FILE - In this June 24, 2016, file photo, North Carolina Attorney General Roy Cooper speaks during a forum in Charlotte, N.C. North Carolina legislators will repeal the contentious HB2 law that limited protections for LGBT people and led to an economic backlash, the state's incoming governor, Roy, said Monday, Dec. 19. (AP Photo/Chuck Burton, File)

RALEIGH, N.C. (AP) — North Carolina legislators will repeal the contentious HB2 law that limited protections for LGBT people and led to an economic backlash, the state’s incoming governor said Monday.

Gov.-elect Roy Cooper made the surprising announcement just weeks before he takes office and shortly after the Charlotte City Council voted to repeal its own local nondiscrimination ordinance enacted in early 2016. It was that ordinance that Republicans blamed for the statewide law.

“Senate Leader Phil Berger and House Speaker Tim Moore assured me that as a result of Charlotte’s vote, a special session will be called for Tuesday to repeal HB2 in full. I hope they will keep their word to me and with the help of Democrats in the legislature, HB2 will be repealed in full,” the Democrat said in a statement.

Outgoing Republican Gov. Pat McCrory, who narrowly lost the November election to Cooper, issued a statement saying he will call the special session but also accusing Democrats of using the issue for political gain.

Repealing the law would be a remarkable sign of cooperation for the incoming governor and the GOP-controlled legislature. Just last week, lawmakers called a special session and stripped Cooper of some of his authority when he takes office next month.

The Charlotte council’s move is contingent on North Carolina legislators fully repealing HB2 by Dec. 31.

HB2 requires transgender people to use restrooms corresponding with the sex on their birth certificate in many public buildings. It also excludes sexual orientation and gender identity from statewide antidiscrimination protections.

McCrory and lawmakers have defended the bathroom provisions as providing privacy and safety by keeping men out of women’s restrooms. Opponents of the law call it discriminatory.

McCrory complained again about Charlotte’s ordinance and accused Democrats of playing politics with the issue.

“This sudden reversal with little notice after the gubernatorial election sadly proves this entire issue originated by the political left was all about politics and winning the governor’s race at the expense of Charlotte and our entire state,” the statement said.

Representatives for Berger and Moore didn’t immediately respond to messages seeking comment.

Since HB2 passed in March, North Carolina has suffered a backlash that has included companies declining to expand in the state and cancellations of rock concerts. The NCAA and ACC have also moved college sports events out of the state.

The law was also seen as a factor in McCrory’s narrow loss to Cooper in the governor’s race, even as fellow Republicans U.S. Sen. Richard Burr and President-elect Donald Trump won the state by comfortable margins. McCrory was the first sitting North Carolina governor elected to a four-year term to lose a re-election bid.

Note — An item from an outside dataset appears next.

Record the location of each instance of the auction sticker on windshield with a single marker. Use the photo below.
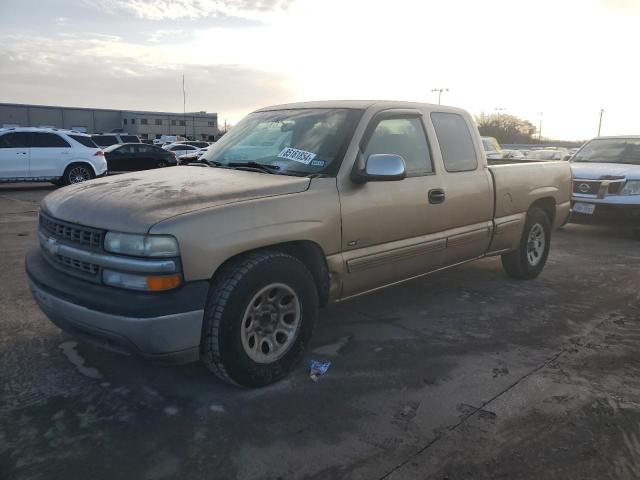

Republicans had long maintained that the statewide law was necessary to counteract the Charlotte ordinance that would have ensured transgender people’s right to restrooms corresponding to their gender identities. The Charlotte measure was nullified by HB2. Republicans have said the ordinances’ repeal was needed before they would consider getting rid of the statewide law.

In a statement after its vote, the Charlotte City Council said it remains committed to protecting all people’s rights but that it was willing to take action with the state to “restore our collective reputation.”

“The Charlotte City Council recognizes the ongoing negative economic impact resulting from the passage of the City’s Non-Discrimination Ordinance and the State’s House Bill 2,” the statement said.

The state was sued by the federal Justice Department and transgender residents over HB2, while McCrory, Berger and Moore went to court to defend it. Much of that litigation has been delayed while the U.S. Supreme Court hears a separate case from Virginia on transgender restroom access.